A team of researchers from the California Institute of Technology (CalTech) have reported the ability to transform physical materials using only the power of light. Unlike previous, more limited methods, this new approach dramatically reduces the absorption of waste heat, allowing the undamaged material to return to its original form.
BACKGROUND: PREVIOUS METHODS AND HEAT ABSORPTION
In movies and TV, characters working in top secret facilities can often turn the glass walls of a room opaque with the flip of a switch, providing the needed privacy for hatching their nefarious plans. In real life, the ability to transform materials using light does currently exist, but with a wide range of limitations. At the top of that list is the excess heat absorbed by the transformed material, which can often lead to permanent damage.
Now, the team from CalTech shows that a new approach seems to address those issues, potentially issuing in a new age of advanced materials science.
ANALYSIS: LET THERE BE LIGHT BUT NOT HEAT
In the study published in the journal Nature, CalTech Physics Professor David Hsieh and a team of researchers led by the study’s lead author Junyi Shan, a graduate student, have shown that they can successfully sculpt the structure of materials using powerful lasers that would typically cause heat damage.
“The lasers required for these experiments are very powerful so it’s hard to not heat up and damage the materials,” said Shan in the press release announcing the breakthrough approach. “On the one hand, we want the material to be subjected to very intense laser light. On the other hand, we don’t want the material to absorb any of that light at all.”
To solve this problem, which has often stymied others in this field of research, Shan, Hsieh and the CalTech team zeroed in on the perfect material, a semiconductor called manganese phosphor trisulphide. This material is noted for its ability to absorb only a very tiny amount of light energy across a wide range of frequencies.
Next, the team found the ideal frequency for their laser, what Shan referred to as a “sweet spot,” where the targeted material undergoes a dramatic structural change, including from opaque to transparent forms, without the absorption of damaging levels of heat energy.
As the press release notes, “the material shifted from a highly opaque state, for certain colors of light, to becoming highly transparent.”
Furthermore, as soon as the laser light was turned off, the material returned to its previous, opaque state without any signs of heat damage. This, the team explains, is because the material’s low level of heat absorption combined with the laser’s magic frequency keeps the targeted material from undergoing a change at the atomic level.
“It’s as if you have a boat, and then a big wave comes along and vigorously rocks the boat up and down without causing any of the passengers to fall down,” explained Hsieh. “Our laser is vigorously rocking the energy levels of the material, and that alters the materials’ properties, but the electrons stay put.”

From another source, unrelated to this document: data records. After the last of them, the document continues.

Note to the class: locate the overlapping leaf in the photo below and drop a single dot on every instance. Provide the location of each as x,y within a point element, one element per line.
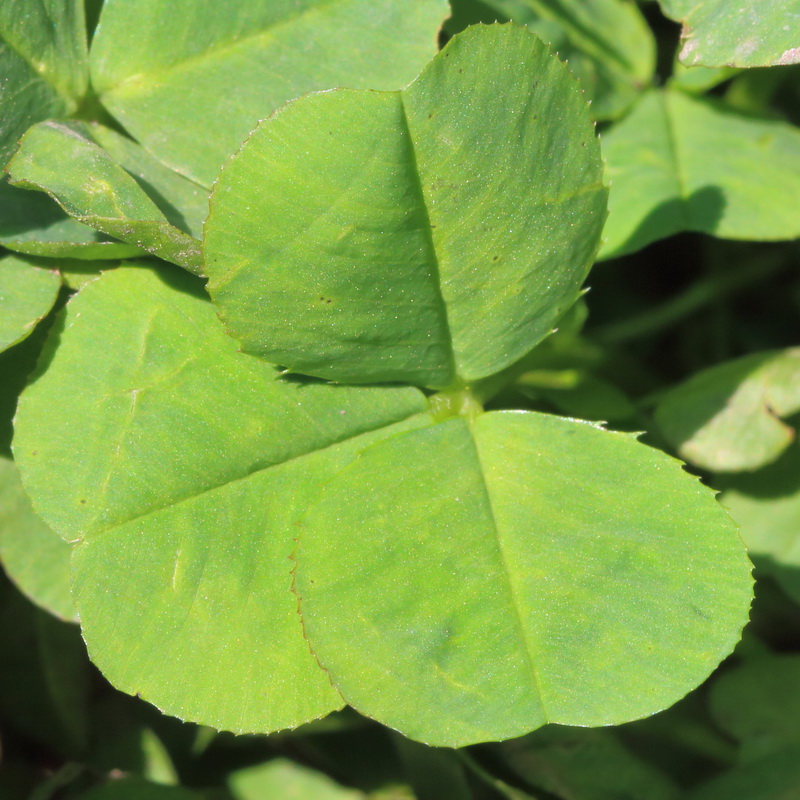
<point>500,580</point>
<point>606,43</point>
<point>766,504</point>
<point>96,190</point>
<point>737,33</point>
<point>729,418</point>
<point>27,293</point>
<point>43,64</point>
<point>679,163</point>
<point>33,224</point>
<point>32,555</point>
<point>183,466</point>
<point>439,232</point>
<point>284,778</point>
<point>190,80</point>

OUTLOOK: A NEW TOOL FOR MATERIALS SCIENTISTS
The project’s researchers point out that their work is built on previous research done by CalTech alumnus John H. Shirley all the way back to the 1960s. And, they say, their new results match perfectly with Shirley’s predictions, meaning they may have finally delivered on the promise of that early work, while simultaneously offering a whole new set of tools for present day materials scientists.
“In principle, this method can change optical, magnetic and many other properties of materials,” explained Shan. “This is an alternative way of doing materials science. Rather than making new materials to realize different properties, we can take just one material and ultimately give it a broad range of useful properties.”